Ninguém exemplifica melhor o que é a superação por meio da música do que João Carlos Martins. Solista de carreira internacional que trocou o piano pela regência devido a acidentes que limitaram o movimento das mãos, ele trabalha há 15 anos com a Bachiana Filarmônica Sesi-SP.
É com esse conjunto que apresenta nesta sexta (8), em Porto Alegre, o espetáculo João Carlos Martins e o Cinema in Concert, dedicado a trilhas sonoras de filmes como O Poderoso Chefão (1972), Cinema Paradiso (1988) e Titanic (1997), com cenas projetadas em um telão. O espetáculo terá a participação da soprano Anna Beatriz Gomes e do tenor Jean William. Nesta entrevista, Martins – que completará 80 anos em 2020 — fala sobre música, cinema e a experiência de usar um aparelho que lhe permite dedilhar o piano.
O programa do concerto é bastante eclético. Como o repertório foi selecionado?
Se a Filarmônica de Nova York faz um concerto com trilhas de cinema, por que não fazer isso no Brasil? Não podia ter um concerto sem músicas de John Williams, Nino Rota e Ennio Morricone. Fizemos uma pesquisa caseira com músicos e pessoas ligadas ao cinema para chegar à lista final. É um concerto para mostrar que a sétima arte e a música estão unidas e, antes de tudo, para mostrar que só existe um tipo de música, que é a música de bom gosto. O contrário da vida não é a morte, é a repetição. Se não tivermos inovação, não chegamos a lugar nenhum.

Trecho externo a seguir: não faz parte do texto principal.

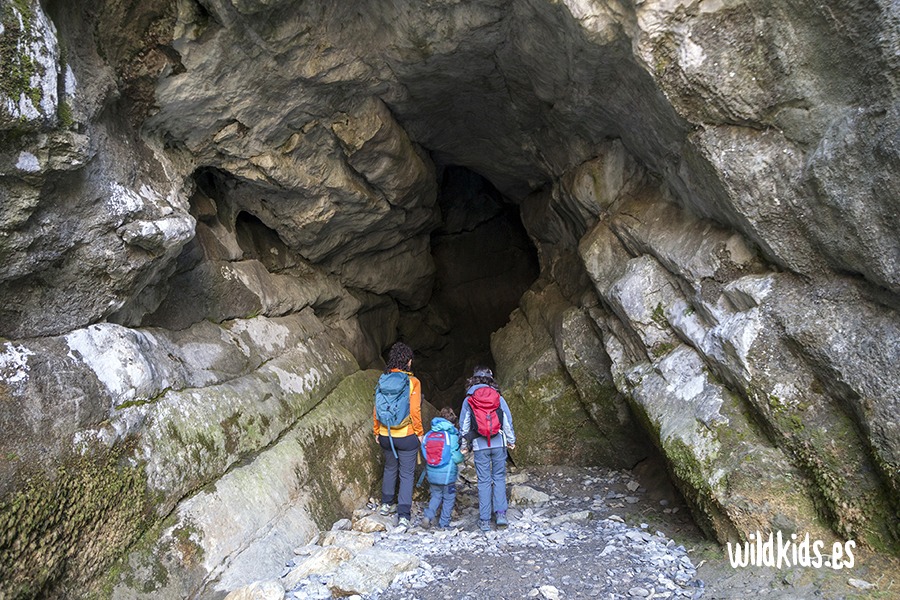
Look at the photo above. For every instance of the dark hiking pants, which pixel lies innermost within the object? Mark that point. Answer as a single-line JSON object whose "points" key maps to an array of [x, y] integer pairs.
{"points": [[403, 466]]}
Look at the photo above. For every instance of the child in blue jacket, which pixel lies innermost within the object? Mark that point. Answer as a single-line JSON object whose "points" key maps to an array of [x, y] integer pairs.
{"points": [[442, 479]]}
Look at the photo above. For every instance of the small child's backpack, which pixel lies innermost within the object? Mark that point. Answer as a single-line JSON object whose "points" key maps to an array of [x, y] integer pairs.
{"points": [[392, 400], [438, 454], [437, 448], [485, 403]]}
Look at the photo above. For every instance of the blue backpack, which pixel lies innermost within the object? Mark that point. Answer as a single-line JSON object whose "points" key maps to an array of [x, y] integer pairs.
{"points": [[392, 400]]}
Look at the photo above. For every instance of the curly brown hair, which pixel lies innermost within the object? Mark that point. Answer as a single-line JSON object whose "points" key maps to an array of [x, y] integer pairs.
{"points": [[482, 375], [447, 413]]}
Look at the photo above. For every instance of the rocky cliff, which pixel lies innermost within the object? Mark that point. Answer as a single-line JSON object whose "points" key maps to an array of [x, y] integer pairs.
{"points": [[217, 214]]}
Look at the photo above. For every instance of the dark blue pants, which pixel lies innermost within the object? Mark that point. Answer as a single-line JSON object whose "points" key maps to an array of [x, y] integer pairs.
{"points": [[402, 467]]}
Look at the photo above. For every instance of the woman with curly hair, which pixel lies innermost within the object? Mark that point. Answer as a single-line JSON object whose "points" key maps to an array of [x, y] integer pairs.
{"points": [[401, 436]]}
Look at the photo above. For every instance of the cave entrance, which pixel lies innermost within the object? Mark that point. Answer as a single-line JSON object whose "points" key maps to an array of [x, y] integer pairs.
{"points": [[484, 262]]}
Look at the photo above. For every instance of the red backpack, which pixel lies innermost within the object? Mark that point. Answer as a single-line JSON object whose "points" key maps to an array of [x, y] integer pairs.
{"points": [[485, 404]]}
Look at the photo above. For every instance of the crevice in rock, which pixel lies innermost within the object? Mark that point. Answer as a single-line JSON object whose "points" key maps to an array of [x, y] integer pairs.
{"points": [[484, 262]]}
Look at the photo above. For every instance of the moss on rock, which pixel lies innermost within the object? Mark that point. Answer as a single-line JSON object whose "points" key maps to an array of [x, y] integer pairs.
{"points": [[70, 524]]}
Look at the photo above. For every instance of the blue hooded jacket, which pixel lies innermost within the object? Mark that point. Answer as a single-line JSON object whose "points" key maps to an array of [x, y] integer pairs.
{"points": [[447, 473]]}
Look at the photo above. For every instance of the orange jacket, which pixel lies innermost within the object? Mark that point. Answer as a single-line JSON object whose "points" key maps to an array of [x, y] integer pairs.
{"points": [[412, 425]]}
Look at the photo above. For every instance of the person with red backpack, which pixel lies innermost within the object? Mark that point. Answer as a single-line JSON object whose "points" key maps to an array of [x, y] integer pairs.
{"points": [[441, 450], [398, 430], [487, 427]]}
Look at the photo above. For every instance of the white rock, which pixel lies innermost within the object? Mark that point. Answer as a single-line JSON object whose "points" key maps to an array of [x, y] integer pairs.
{"points": [[325, 560], [354, 541], [259, 590], [522, 494], [370, 570], [549, 592], [861, 584], [369, 524]]}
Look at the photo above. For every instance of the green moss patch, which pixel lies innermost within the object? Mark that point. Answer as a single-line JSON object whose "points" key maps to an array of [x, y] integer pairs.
{"points": [[69, 525]]}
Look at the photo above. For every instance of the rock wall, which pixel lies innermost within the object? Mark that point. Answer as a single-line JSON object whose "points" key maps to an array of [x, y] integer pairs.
{"points": [[215, 213]]}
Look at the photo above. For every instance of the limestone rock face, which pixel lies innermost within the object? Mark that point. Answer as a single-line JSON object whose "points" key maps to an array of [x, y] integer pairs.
{"points": [[214, 214]]}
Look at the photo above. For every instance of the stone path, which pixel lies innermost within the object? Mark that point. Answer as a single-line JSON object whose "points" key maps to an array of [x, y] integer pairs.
{"points": [[573, 533]]}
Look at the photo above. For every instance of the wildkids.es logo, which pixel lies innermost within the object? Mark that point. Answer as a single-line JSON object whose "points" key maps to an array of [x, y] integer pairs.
{"points": [[776, 551]]}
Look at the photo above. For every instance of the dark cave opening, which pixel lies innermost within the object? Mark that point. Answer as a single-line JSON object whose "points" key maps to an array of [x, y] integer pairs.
{"points": [[484, 262]]}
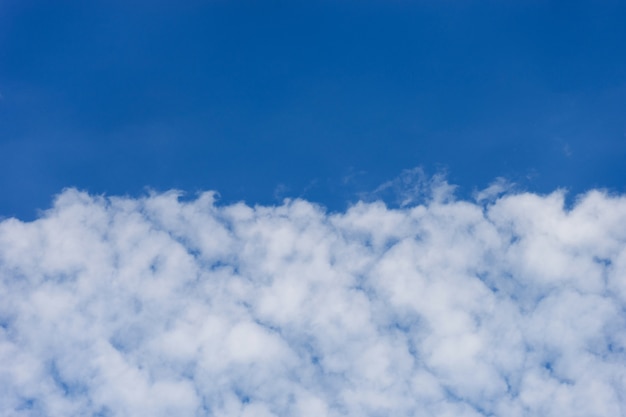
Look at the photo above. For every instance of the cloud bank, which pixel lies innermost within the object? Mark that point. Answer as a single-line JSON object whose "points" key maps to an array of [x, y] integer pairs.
{"points": [[509, 306]]}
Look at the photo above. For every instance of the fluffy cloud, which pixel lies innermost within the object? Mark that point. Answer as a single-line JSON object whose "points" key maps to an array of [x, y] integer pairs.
{"points": [[511, 305]]}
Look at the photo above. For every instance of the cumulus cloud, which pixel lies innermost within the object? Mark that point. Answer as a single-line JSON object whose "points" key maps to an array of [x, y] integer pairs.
{"points": [[512, 305]]}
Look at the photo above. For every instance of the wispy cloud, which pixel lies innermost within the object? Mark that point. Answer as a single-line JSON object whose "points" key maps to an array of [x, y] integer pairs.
{"points": [[512, 305]]}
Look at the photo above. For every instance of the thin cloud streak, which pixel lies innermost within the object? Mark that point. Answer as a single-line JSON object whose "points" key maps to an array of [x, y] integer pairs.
{"points": [[511, 305]]}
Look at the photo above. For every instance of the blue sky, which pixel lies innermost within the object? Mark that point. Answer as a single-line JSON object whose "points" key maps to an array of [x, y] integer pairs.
{"points": [[453, 244], [321, 100]]}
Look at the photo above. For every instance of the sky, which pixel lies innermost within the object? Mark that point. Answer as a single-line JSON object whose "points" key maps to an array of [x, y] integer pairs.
{"points": [[320, 100], [330, 208]]}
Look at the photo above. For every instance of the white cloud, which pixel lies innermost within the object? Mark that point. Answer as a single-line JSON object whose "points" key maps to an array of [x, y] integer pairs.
{"points": [[512, 305]]}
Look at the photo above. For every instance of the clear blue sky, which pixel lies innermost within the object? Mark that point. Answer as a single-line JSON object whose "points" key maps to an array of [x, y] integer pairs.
{"points": [[322, 100]]}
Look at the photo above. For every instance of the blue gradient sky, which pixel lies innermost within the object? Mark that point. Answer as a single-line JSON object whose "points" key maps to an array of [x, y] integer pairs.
{"points": [[321, 100]]}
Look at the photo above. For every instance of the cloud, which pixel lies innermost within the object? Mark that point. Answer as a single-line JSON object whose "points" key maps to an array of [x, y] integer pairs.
{"points": [[512, 305]]}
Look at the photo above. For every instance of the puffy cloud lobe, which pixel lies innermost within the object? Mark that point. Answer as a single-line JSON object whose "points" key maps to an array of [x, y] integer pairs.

Qual foi a primeira trilha sonora que lhe fascinou?
Eu já não era tão criança assim. Foi Raindrops Keep Falling on My Head, do Burt Bacharach (e Hal David), do filme Butch Cassidy (1969). Fiquei profundamente fascinado pela sofisticação que ele imprimiu à música. Como pianista, eu só pensava em tocar Bach, não era muito ligado na sétima arte. Quando comecei a abrir um pouco minha cabeça, pelos 30 e poucos anos, a primeira coisa que me marcou foi o Burt.
Como o senhor vê o seu desenvolvimento como maestro?
Exceto as trilhas, rejo tudo de memória. Já decorei mais de 200 peças. A primeira coisa que tive de aprender foi o ABC de cada naipe da orquestra. É preciso saber o que é e o que não é possível fazer com cada instrumento e até que ponto cada instrumento pode reagir às suas intenções. Hoje, faço cerca de 200 concertos por ano.
Como está sendo a experiência com seu perfil no Instagram?
Você não era nascido quando, em 1958, eu já fazia carreira nos Estados Unidos. Estamos colocando vídeos históricos de quando estive em Londres, Moscou e Paris para o pessoal saber como eu tocava piano. Hoje (segunda-feira, 4 de novembro), entrou um vídeo meu usando uma mão mecânica que fizeram para eu poder colocar todos os dedos no teclado. Claro que o perfil tem poucos seguidores, pois estamos falando de música clássica, mas são mais de 120 mil seguidores fiéis, não tem nada de robô. A cada três dias, colocamos algum conteúdo.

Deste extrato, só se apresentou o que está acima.